Sybil cites the influence of her parents in introducing her to the classics.
She admitted: “I would never have known who Gladys Knight, Marvin Gaye or Aretha Franklin were if not for my parents.
“I feel as if I am now in that stage where the kids are listening to the songs because we as the older generation are listening to it.”
She says Cape Town also serves as a special place because of how her music resonates with the people.
“The minute the music hits, I don't have to sing a word because the audience would sing it for me and so I never take it for granted.”

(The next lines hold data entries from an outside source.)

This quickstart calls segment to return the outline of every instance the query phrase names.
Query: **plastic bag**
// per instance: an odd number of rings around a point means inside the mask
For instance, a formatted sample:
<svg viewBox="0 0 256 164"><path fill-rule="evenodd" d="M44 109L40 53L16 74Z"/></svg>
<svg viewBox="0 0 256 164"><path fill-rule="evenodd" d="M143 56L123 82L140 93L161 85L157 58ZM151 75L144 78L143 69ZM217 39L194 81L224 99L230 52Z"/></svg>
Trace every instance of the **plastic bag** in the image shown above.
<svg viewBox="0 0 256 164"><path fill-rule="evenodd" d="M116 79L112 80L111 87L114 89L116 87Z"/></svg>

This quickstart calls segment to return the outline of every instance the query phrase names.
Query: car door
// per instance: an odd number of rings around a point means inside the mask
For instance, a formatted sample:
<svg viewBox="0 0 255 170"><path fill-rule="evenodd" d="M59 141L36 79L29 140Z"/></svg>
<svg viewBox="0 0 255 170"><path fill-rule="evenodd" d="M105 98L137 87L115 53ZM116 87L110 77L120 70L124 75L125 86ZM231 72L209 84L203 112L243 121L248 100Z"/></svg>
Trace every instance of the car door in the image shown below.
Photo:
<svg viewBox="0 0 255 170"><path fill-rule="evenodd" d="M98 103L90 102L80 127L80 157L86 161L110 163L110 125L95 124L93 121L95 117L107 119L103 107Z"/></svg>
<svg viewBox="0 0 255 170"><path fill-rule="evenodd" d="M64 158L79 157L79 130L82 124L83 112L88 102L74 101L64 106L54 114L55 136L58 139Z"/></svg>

She drew attention to the fact that she will soon be celebrating a milestone in the industry.
“This October will see me celebrate 35 years in the industry. I always joke that I'm getting old now and when I get up in the morning, bones creak,” she laughed.
Sybil added: “When I go back home, I will take up my new role as the director of our foundation at the college.”
Sybil recently bagged two awards for education this year, including the President’s Leadership Award (college award) and the Martin Luther King jr Service Leadership Award, presented from the Multicultural and Inclusion Committee at the college she works.
Sybil will perform alongside a 12-piece band and other local acts, including Andrea Fortuin, Claire Phillips, Amy Jones, Mady Abrahams and Vuvu Kumalo.
Tickets range from R250 to R395 via Computicket.